The state’s ports could handle a trade of more than one billion tonnes per annum by 2030 if demand for iron ore exports continues on its current trajectory.
The Department of Transport has released a comprehensive strategic plan for WA’s regional freight network, outlining roads, rail and ports priorities through to 2031.
The plan was guided by a steering committee comprising executives of government departments led by the Department for Regional Development and Lands and has been approved by cabinet.
The plan was developed through extensive engagement of industry stakeholders, with rail and ports projects to continue to be funded mostly by the private sector.
Major port projects under consideration include dedicated logistics hubs at Dampier and Port Hedland, each to be undertaken by private developers subject to final investment decisions.
The state government will also sound out the market to identify interest in port expansions at Esperance and Bunbury and seek to develop a marine supply base precinct to the Port of Broome, with the aim of positioning the port as a service hub for the Browse Basin.
The state’s regional road freight is set to double to 40 billion tonne kilometres per annum by 2030, while rail freight will increase by 126 per cent to more than 130 million net tonnes per annum.
While the Pilbara will be subject to heavy freight demand, there will be less demand in regions such as the Wheatbelt and Great Southern regions. The replacement of ageing facilities will be a priority in these areas.

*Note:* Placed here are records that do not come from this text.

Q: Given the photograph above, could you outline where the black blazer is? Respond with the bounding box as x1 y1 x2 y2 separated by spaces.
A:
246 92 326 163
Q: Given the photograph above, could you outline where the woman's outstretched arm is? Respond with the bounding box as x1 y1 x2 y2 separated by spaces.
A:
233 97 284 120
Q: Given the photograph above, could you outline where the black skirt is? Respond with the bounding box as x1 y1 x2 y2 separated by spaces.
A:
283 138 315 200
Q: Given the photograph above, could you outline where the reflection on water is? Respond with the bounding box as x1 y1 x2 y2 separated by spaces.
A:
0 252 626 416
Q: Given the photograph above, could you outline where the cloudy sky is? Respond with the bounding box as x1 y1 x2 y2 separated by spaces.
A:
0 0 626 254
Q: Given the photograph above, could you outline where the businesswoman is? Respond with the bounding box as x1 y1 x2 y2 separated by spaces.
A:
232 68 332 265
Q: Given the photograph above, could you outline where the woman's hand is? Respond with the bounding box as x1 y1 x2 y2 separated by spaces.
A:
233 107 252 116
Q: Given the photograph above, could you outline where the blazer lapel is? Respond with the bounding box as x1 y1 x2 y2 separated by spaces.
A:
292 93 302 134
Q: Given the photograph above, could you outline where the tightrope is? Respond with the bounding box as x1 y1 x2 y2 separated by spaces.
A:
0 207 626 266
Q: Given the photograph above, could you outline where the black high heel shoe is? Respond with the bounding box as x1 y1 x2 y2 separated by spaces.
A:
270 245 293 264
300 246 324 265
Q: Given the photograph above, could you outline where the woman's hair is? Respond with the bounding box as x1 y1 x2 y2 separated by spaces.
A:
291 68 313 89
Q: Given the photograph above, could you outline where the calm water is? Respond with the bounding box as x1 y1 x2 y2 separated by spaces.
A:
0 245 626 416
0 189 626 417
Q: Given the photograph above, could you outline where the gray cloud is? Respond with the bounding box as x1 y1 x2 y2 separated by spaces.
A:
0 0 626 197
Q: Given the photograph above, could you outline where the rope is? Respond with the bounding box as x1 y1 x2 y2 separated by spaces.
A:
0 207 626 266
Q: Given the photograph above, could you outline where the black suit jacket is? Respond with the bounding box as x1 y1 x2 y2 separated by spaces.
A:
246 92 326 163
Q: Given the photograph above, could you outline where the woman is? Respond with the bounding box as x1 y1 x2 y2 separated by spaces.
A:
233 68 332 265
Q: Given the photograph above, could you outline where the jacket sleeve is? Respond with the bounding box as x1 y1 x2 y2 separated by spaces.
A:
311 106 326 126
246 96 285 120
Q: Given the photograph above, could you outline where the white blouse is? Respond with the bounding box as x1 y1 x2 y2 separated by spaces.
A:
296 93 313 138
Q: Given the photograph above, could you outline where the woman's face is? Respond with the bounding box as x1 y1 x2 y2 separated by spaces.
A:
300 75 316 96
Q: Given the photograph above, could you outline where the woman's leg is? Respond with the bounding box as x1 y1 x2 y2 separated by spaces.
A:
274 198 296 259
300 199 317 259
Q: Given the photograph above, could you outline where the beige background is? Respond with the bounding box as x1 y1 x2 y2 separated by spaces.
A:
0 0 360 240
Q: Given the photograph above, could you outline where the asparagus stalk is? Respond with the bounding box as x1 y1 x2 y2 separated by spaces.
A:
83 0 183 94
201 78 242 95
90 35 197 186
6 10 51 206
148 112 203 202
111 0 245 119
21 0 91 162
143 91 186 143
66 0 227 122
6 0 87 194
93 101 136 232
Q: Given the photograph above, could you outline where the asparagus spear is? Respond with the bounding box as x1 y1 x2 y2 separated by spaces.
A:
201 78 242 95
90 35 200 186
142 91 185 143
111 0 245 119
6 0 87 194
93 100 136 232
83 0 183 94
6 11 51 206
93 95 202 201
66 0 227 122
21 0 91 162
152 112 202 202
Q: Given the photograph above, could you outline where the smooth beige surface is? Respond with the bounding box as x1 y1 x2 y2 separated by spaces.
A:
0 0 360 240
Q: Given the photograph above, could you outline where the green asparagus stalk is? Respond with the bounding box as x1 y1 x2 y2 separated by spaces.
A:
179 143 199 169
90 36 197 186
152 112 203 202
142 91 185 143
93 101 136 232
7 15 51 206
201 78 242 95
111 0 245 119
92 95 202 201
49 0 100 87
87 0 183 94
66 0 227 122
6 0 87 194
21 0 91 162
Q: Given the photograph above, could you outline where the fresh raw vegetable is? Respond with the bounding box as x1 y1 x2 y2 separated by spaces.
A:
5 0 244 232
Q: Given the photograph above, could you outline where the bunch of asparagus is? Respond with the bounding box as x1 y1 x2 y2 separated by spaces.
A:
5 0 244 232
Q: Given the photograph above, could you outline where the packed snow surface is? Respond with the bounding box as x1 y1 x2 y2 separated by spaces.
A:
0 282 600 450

Department of Transport deputy director general Sue McCarrey said the developments would be driven by the market and the relative strength of commodity prices would determine whether projects were delivered earlier or later than planned.
The federal government is likely to play a key role in delivering freight infrastructure through its Nation Building program, she said.
Transport Minister Troy Buswell, who will officially launch the plan at the WA Ports Conference later today, said there was an “inextricable link” between the strong performance of regional WA and the nation’s prosperity.
“By providing clear strategic direction for the development of the transport network over the next two decades, this plan provides an enduring foundation to inform and build investor and industry confidence and a framework for developing the state’s freight network well into the future,” Mr Buswell said.
A similar strategic plan for freight activity within the metropolitan area will be forthcoming.